Yeah wolf but my pump is no longer made. I took the piece in and they were nothing but ???? so I dunno. There is a guy here in town that is the pump/powerwasher guru and has most any parts. Only problem he is way up in the city.. Just don't want to have to take the time to go clear up there and back. I would rather mail order a new unit (hell even used but in good shape) than to go up there.


----------



## Wolfgang (Nov 16, 2008)

Contact Graco directly - hopefully you'll have some luck. The manifold itself isn't real cheap.


----------



## RCP (Apr 18, 2007)

I probably should'nt even be talking about stuff I know not of! But here is where I go if Rob can't get what he needs from SW. 
Spraymall


----------



## Workaholic (Apr 17, 2007)

Nate what do you need the plastic housing that the manifold filter goes on or over? You should do as wolf says and contact Graco, or PM mr.Fixit as he might have one in his shop to sell you. The manifold design did not change a whole lot on those pumps except for size anyways, untill they started making them built in rather than attachment. You could buy a whole used/refurbished manifold for between 40-80 dollars which is kind of over kill unless yours is rusting out or something.

Edit: 
I just read the OP again and you are looking for the manifold or the o-ring not the sleeve housing. Same advice though.


----------



## paintpro08 (Jun 21, 2008)

Graco partnumber for the o-ring is 104361.


----------



## Workaholic (Apr 17, 2007)

paintpro08 said:


> Graco partnumber for the o-ring is 104361.
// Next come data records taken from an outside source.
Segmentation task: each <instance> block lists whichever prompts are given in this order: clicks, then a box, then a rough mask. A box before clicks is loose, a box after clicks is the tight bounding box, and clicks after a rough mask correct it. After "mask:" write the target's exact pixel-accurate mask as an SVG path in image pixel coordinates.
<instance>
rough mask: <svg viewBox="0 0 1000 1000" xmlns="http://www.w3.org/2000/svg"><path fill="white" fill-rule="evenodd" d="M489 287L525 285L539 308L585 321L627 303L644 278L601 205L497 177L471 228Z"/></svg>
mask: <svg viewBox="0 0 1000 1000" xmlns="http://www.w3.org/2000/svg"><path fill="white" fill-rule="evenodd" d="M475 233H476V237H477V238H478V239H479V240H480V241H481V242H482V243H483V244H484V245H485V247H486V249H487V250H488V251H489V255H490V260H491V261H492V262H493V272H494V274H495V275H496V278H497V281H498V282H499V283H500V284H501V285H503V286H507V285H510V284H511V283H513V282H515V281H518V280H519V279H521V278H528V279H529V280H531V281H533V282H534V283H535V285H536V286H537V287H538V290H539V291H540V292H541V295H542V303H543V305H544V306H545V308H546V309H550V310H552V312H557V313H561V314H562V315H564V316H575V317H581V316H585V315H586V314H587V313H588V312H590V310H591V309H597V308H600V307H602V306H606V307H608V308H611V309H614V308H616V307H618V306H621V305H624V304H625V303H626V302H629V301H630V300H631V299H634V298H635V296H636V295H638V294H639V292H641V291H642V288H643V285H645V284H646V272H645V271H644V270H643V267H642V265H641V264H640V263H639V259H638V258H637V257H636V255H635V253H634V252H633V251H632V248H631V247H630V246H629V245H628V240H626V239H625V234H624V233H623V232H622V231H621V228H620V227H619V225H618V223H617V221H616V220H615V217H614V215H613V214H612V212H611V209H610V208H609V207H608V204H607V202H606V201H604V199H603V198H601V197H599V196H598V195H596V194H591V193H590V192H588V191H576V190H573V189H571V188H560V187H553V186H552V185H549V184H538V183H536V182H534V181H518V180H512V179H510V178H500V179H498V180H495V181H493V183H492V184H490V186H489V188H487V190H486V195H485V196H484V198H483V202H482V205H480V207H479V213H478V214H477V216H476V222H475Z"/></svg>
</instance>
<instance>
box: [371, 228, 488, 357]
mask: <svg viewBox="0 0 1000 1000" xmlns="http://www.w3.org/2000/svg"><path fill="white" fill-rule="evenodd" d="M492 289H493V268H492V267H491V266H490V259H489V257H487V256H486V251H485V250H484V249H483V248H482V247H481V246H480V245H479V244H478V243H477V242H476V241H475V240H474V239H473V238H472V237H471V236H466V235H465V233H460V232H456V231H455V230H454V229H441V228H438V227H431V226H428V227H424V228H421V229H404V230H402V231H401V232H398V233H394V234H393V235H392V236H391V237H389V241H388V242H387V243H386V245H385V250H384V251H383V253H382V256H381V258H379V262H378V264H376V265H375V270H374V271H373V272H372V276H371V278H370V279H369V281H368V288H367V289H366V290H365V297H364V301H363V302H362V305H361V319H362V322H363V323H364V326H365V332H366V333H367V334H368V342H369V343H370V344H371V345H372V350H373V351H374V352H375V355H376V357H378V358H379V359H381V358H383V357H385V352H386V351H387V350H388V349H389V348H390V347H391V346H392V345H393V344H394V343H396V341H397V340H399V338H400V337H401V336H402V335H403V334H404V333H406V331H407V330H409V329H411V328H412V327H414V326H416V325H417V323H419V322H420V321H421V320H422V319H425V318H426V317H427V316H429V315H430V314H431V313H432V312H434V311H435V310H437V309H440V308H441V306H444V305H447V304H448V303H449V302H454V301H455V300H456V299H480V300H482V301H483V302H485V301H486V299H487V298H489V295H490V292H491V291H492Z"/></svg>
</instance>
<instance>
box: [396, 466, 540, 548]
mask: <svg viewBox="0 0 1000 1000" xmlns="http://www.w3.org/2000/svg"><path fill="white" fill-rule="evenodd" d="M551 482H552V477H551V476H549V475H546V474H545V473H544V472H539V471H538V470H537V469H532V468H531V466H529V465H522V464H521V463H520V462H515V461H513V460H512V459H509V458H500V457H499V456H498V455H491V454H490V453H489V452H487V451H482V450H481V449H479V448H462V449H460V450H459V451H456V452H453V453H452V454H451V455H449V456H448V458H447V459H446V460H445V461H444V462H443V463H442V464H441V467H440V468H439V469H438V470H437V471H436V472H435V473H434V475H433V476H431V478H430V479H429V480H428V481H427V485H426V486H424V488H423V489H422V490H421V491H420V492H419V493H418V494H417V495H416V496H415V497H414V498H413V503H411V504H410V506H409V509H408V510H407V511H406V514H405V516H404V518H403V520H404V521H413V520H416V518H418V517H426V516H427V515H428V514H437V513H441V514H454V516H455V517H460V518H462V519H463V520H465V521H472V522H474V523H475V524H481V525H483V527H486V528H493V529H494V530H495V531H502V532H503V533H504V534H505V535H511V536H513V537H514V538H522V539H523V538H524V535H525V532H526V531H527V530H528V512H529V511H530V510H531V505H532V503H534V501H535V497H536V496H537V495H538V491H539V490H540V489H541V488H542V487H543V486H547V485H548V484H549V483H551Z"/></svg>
You could buy that part # on ebay right now for 5.00 with free shipping.

Manifold o-ring


----------



## nEighter (Nov 14, 2008)

Hey thanks guys. I will have to get some pics. The unit it's self would be nice to replace. The purge section of it is blown I am afraid to say. It leaks like a siv and the top section that screws into the actual housing, the o-ring (flat white delran) won't hold a seal. Also I did try to file down the very end to get it flat and possibly seal.. did not work.


----------



## paintpro08 (Jun 21, 2008)

Maybe you can check Bedford, they also have a replacement filter housing assy for the Ultra 1000.


----------



## NCPaint1 (Aug 6, 2009)

214-570 complete filter housing assembly......$100....ouchie


----------



## NCPaint1 (Aug 6, 2009)

Workaholic said:


> You could buy that part # on ebay right now for 5.00 with free shipping.
> 
> Manifold o-ring


I dont know how people do this and make money....my cost on that is $5.49. I wouldnt buy something, sell it for a loss, AND pay for shipping too.....I just dont get it


----------



## Workaholic (Apr 17, 2007)

NCPaint1 said:


> I dont know how people do this and make money....my cost on that is $5.49. I wouldnt buy something, sell it for a loss, AND pay for shipping too.....I just dont get it


Well you could buy them from him and make .49 cents more a sale. :whistling2:


----------



## NCPaint1 (Aug 6, 2009)

Workaholic said:


> Well you could buy them from him and make .49 cents more a sale. :whistling2:


I dont trust too much on ebay. Myself and others I know have been burned before. Theres some good stuff there for sure, but me personally, I'll buy from a store. Besides, when I want something, I want it now....Buy it now doesnt mean get it now lol


----------



## Workaholic (Apr 17, 2007)

NCPaint1 said:


> I dont trust too much on ebay. Myself and others I know have been burned before. Theres some good stuff there for sure, but me personally, I'll buy from a store. Besides, when I want something, I want it now....Buy it now doesnt mean get it now lol


I hear ya, I was just busting your chops.


----------